Sunday, January 13, 2008

Entry #557

Stan was a little late, and at first I thought he had flaked out on me like most others, but he showed up at about 12:20 very enthusiastically. Really cool kid who's always willing to learn. His dad watched for a bit. He told me he boxed at his high school when he was young. Boxing, in high school? Wow, school must have ruled back then.

We both ultimately decided that, as fun as it was on Friday, doing full-contact every session isn't conducive to the learning process, of which both of us have a long way to go. We warmed up on the pads and then did some light spars.

This was his first time on these. His hands are nowhere near where they should be, but he more than knows that with all the times I told him. Now, it's just a matter of practice. I also did some feeble swats in his face at him just so he doesn't get too comfortable.

Don't get me wrong. My own hands dropped pretty abysmally. I pretty much eradicated this tendency on the bag, strangely enough.

Some light sparring:


  1. Seems like he's got some erratic/unnecessary foot movement. Uneasy with the size disparity?

  2. That's what I was thinking. He looks a bit jumpy.

  3. Just to add on to the other posters: Some wrestlers on my team have the same problem of being too jumpy on the mat, or rather, not tight in the right places as well. This is a concern since the wrestler would show a lot of openings while jumping around, as well as limiting his own opportunities to attack. Look at your movements, even though you are bobbing almost continuously, you are still planted when it counts.
    We found a great solution to this problem was the have the wrestler/boxer take deep, relaxed, breaths, breathing out in a long, low "Ommm" sound. This got the athlete relaxed in his breathing. Then, we had him shadowrestle, dance around, and shake loose every part of the body. This step we found to be the most important. This dancing could, in your case, come in the form of shadowboxing. We placed special emphasis on planting in his attack during the drill. For example, when our athlete would be shadowrestling, and would decide to shoot, we would make certain that he shot with planted feet, and in a semi-squat. It sounds strange, but we found interacting with the athlete, as well as getting himself properly relaxed led to better training sessions for everyone, since I didn't have much of an opportunity to attack the openings that came as a result of his stance.
    Give it a shot next time if it continues to be a problem.
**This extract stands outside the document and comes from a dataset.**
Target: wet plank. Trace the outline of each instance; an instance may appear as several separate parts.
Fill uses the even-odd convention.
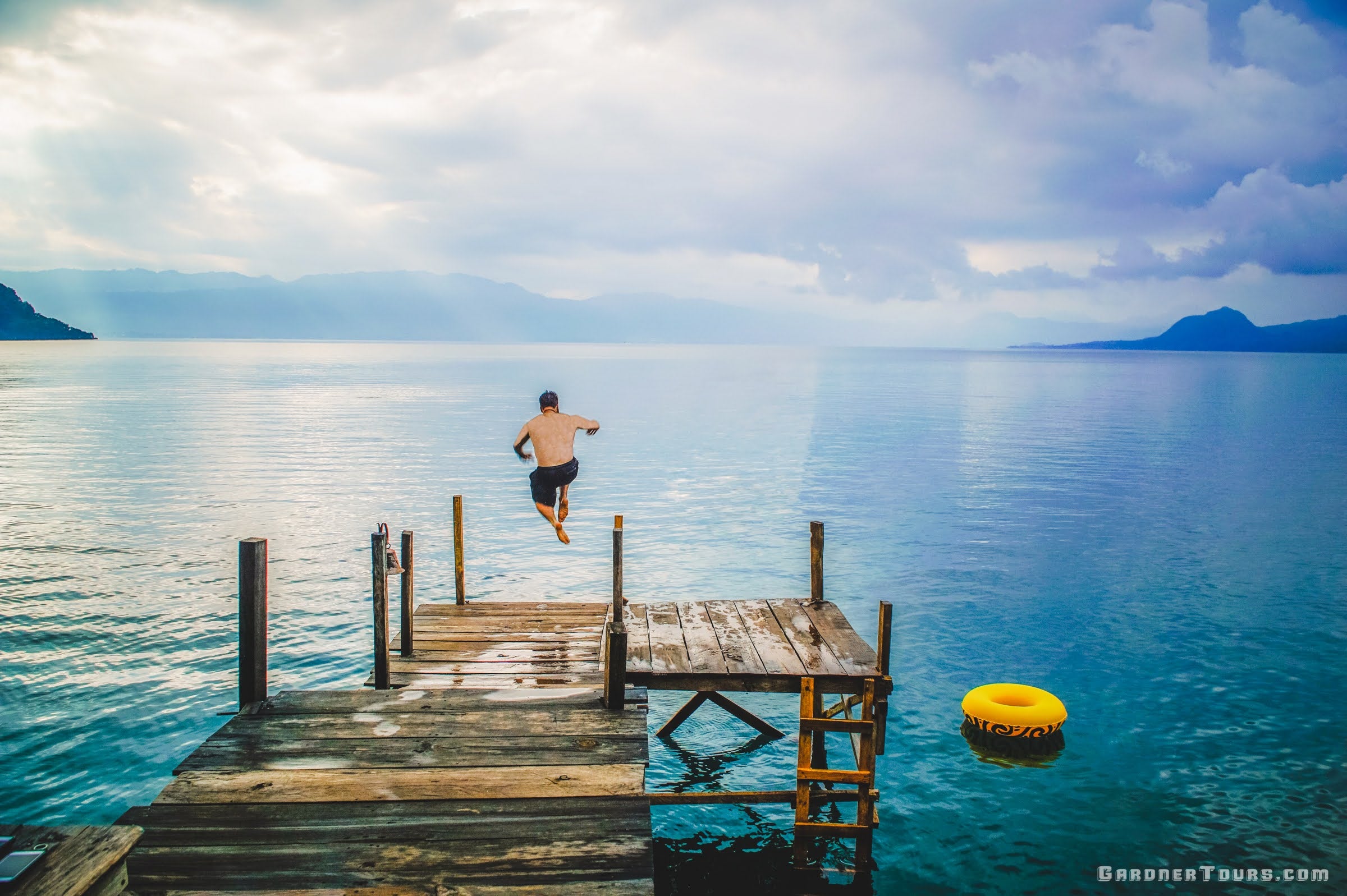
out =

  4. Shame most of the action was out of shot on your vid.  Your voice sounds a lot like mine.  Maybe we're brothers =P
    If you're heading to the t-down, it's here785 oak grove road suite mconcord, ca 94518starting at 4:00 PMI won't be there, but I know you wanted to go there.

  5. I had that thread bookmarked, but thanks for the reminder. I expect to make it.And yeah, Shaheen, I'll do something along those lines for warming-up. Thanks again.